Papa likes an immaculate home. My mother was a messy bessy—she hated being a housewife, she grumbled when Papa complained about the piles of clothes that grew like they were alive in all the corners of our house: heaps of frilly panties on the dining table waiting to be put away, shirts needing to be ironed lurking about on top of the washing machine, dirty clothes stuffed into baskets, socks, underwear, her beautiful frocks … they came tumbling out from all over. Mom was always sniffing at them to check if they were clean or dirty, cursing under her breath if they needed to be washed. Nothing was ever in the right place—hair clips on the couch and on the coffee table, high-heeled shoes on the stairs and on the landing, bras, books, barrettes, lip gloss, socks, my clothes, Papa’s underwear, magazines, everything was everywhere and always in the wrong place.
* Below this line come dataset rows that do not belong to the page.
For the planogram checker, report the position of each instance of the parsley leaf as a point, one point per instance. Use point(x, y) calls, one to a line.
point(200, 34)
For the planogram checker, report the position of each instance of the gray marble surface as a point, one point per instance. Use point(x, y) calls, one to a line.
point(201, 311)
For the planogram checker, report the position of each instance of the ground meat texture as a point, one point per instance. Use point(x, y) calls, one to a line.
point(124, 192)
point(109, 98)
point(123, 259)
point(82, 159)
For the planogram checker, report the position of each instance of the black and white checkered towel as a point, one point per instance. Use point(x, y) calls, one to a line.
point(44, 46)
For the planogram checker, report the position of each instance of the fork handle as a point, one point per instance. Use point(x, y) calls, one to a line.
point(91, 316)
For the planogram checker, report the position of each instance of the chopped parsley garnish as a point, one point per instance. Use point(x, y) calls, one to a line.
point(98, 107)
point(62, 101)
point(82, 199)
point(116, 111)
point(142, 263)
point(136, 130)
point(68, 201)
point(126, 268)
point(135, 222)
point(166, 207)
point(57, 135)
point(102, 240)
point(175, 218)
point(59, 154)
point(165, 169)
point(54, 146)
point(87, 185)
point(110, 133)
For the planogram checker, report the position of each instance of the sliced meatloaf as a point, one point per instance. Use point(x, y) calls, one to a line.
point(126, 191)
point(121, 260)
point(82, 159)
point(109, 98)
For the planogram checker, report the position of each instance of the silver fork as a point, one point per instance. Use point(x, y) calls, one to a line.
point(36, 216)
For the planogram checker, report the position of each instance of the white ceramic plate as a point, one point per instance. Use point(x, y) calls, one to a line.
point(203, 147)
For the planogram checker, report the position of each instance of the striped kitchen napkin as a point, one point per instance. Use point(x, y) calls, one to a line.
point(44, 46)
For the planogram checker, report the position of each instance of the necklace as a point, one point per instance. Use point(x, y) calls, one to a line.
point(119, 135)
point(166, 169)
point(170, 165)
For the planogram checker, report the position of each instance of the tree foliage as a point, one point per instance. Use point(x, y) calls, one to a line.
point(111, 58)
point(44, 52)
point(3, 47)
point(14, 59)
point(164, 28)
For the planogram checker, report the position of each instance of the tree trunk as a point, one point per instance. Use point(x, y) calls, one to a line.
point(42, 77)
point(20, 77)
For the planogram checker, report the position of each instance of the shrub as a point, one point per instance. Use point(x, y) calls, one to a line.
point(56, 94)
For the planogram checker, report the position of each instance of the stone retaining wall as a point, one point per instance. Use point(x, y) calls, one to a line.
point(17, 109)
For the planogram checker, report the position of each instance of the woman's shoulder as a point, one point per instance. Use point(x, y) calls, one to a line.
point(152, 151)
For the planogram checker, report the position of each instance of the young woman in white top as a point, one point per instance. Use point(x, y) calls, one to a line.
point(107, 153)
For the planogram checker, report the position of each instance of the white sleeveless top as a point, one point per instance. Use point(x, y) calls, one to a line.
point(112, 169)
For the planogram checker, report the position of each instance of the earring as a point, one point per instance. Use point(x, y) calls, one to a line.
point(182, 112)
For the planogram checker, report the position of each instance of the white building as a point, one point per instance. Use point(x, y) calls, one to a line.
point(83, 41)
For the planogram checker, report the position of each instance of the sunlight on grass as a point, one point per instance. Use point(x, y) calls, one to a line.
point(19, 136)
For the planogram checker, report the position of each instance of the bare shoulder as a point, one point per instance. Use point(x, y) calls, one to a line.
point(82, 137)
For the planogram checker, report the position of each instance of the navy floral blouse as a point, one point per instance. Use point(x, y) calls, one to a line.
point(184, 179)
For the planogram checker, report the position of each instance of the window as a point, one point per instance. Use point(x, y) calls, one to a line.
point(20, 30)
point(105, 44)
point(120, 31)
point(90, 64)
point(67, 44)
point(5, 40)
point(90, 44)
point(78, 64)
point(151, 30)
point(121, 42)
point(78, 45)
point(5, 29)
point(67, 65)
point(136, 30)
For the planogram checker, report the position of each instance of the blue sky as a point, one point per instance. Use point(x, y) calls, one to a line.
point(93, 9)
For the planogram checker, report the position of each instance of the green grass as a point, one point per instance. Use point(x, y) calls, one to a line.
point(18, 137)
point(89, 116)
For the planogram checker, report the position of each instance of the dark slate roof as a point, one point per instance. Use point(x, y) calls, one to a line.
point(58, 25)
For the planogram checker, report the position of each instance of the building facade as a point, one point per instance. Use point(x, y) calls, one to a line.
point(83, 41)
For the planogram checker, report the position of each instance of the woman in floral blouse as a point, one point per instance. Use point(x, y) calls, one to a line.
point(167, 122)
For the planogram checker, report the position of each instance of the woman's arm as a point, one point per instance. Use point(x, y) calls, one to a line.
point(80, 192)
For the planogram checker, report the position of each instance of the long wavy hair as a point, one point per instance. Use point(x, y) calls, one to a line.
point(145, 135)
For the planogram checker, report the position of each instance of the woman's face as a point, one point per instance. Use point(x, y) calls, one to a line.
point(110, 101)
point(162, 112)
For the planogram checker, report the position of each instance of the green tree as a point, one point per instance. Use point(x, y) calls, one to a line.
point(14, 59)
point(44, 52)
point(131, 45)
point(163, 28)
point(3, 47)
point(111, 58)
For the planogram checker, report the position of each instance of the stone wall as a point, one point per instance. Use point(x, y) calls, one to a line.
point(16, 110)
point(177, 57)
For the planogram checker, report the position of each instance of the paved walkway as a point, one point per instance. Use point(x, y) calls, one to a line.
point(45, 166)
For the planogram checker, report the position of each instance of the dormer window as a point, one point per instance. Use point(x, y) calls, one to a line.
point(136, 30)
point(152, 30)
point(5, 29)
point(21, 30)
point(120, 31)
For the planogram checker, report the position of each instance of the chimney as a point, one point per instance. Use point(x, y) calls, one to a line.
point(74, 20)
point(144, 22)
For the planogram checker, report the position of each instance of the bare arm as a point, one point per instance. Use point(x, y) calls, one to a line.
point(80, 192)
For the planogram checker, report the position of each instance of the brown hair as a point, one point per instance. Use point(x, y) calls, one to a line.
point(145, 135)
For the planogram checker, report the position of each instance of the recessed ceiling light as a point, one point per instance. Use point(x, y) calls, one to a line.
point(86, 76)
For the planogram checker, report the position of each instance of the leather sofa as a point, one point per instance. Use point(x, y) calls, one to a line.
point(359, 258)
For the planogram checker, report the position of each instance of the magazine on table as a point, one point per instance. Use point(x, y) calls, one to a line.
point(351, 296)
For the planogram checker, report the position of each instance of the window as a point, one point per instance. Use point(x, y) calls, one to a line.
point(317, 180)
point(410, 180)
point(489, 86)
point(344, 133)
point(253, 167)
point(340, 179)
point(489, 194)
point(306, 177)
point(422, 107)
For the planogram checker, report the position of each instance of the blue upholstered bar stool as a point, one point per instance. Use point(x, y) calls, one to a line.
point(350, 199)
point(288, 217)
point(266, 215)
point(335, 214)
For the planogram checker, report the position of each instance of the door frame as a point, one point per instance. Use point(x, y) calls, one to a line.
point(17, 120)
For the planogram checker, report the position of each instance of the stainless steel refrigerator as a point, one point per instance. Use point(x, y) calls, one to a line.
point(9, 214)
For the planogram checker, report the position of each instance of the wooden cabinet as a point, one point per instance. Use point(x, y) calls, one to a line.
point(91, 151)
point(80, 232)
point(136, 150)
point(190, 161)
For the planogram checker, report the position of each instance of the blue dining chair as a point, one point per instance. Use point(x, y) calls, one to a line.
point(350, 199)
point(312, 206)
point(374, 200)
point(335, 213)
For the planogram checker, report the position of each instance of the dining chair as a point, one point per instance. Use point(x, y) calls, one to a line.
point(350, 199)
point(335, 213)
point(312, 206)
She was a wretched cook and even though she followed recipes faithfully, something always went wrong and the end results, though available in vast quantities, tasted horrible. She’d start boiling something, forget it on the stove because she was busy reading a book or getting dressed to go out, and end up with a burnt pot of food. It drove Papa crazy, but she never changed her ways.
They’d scream at each other, getting angrier and angrier, until I was sure the house would shatter.
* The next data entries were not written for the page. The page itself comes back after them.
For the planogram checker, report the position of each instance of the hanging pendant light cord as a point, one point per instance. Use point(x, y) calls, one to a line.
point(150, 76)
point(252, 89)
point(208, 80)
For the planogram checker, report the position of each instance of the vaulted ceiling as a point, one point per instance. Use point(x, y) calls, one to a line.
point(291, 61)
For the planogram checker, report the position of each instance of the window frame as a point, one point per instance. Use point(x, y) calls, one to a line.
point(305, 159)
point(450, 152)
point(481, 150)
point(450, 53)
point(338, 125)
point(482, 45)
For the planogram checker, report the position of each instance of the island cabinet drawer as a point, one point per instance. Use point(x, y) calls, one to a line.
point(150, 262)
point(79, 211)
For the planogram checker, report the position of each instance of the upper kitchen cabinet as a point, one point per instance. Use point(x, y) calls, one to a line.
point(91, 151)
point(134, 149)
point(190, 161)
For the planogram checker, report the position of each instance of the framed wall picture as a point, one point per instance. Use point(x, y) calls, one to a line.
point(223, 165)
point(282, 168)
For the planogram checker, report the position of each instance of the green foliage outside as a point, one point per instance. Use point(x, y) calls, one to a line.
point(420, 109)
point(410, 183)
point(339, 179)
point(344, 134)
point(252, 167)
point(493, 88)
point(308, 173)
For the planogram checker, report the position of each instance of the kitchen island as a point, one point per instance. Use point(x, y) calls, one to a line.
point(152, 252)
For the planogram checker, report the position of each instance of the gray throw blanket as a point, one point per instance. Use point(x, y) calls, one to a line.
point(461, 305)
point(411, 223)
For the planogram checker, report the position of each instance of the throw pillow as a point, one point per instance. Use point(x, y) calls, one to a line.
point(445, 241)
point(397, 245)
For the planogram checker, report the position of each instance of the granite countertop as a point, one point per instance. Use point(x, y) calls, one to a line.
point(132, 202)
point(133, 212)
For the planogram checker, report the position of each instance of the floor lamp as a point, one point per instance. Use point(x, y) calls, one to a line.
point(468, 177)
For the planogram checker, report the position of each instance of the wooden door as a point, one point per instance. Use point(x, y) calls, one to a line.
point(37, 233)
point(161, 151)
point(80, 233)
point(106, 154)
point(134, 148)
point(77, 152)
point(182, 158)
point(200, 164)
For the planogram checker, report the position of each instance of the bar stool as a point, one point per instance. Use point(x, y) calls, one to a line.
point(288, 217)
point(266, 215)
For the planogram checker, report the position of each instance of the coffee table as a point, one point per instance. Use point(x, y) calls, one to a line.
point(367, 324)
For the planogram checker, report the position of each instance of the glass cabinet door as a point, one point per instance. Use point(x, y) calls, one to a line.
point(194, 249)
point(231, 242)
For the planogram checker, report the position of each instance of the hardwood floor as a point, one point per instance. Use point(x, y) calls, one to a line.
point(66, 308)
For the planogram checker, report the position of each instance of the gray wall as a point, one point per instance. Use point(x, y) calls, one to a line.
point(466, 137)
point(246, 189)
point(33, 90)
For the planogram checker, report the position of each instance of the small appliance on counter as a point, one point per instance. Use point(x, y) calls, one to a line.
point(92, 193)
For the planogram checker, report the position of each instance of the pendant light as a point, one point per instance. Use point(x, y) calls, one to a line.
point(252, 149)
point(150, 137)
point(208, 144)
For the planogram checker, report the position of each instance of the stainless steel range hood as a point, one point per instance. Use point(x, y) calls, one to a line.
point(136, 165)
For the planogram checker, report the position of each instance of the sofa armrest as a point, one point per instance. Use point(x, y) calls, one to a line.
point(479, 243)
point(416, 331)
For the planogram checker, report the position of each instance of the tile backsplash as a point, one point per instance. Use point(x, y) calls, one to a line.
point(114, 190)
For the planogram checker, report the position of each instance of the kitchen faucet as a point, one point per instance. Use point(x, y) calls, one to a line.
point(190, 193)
“Why did they get married if they hate each other?” I’d ask Akka when I was a little older. In all the fairy stories she told me, the prince and the princess fell in love, got married and lived happily ever after.
“No, no, your Papa loved your Mom more than anything in the world,” Akka would say. She was his religion, my grandmother explained. And he was like a wild-eyed and fanatical believer. It was his love for her that ate away at him, turned him into a maniac. And the more he loved her, the more he wanted to hold on to her, the more she wanted to get away. And that made him screaming mad. It was terrifying. I was glad I had Akka to go to when our house turned into a volcano.
So that
morning when I was four, I waited in the car for my mother and wondered what she was doing inside the house. Two girls walked past, a car came up and stopped at the house across the street and a man and a woman got out. They held hands and went inside their house. I wished they were my parents. I wished my Mom would hurry up. Then just when I started to cry the door opened and there she was. She was shining like an angel, I thought. She got into the car and leaned forward to kiss me. “Here, this is for you.” She held out a small bag with some candy.
I crossed my arms and refused to take the bag. I was angry with her, but also glad that she was back. That she hadn’t left me forever inside the car in a strange town.
“Oh come on, come on, who’s my sweetie pie? Hanh? Hanh?” She tickled me and I giggled. I loved her again.
Around her throat was a pretty new necklace.
“Can I have that too?” I touched her warm brown skin.
“When you are sixteen, baby.” She smiled. “But only if you don’t tell anyone about it. Especially Papa.”
She smiled again and kissed my cheek. My anger floated away. Mom drove super fast down the roads, the wind tearing through the windows which she liked to keep open, turning my hair into a big nest of tangles. I felt we were on a roller-coaster ride.
But it was no good. By the time we got home, Papa was already there. He was madder than a hornet. “Where were you two?” he shouted as soon as we stepped into the house.
“Out,” Mom smiled at me. “We went for a picnic, didn’t we, baby?”
I nodded. I didn’t look at my father in case he caught the lie hiding in my eyes. I felt bad for him. I understood exactly what he must feel like when he looked at Mom, this lovely restless butterfly who never entirely belonged to us. I think I knew, even then, that she would leave us as soon as she could convince herself that it was all right to go without me, her only child.
“Where was this picnic? What did you eat?” Papa grabbed her by the arm and shook her. “Why do you lie to me? You are lying, aren’t you? Aren’t you?”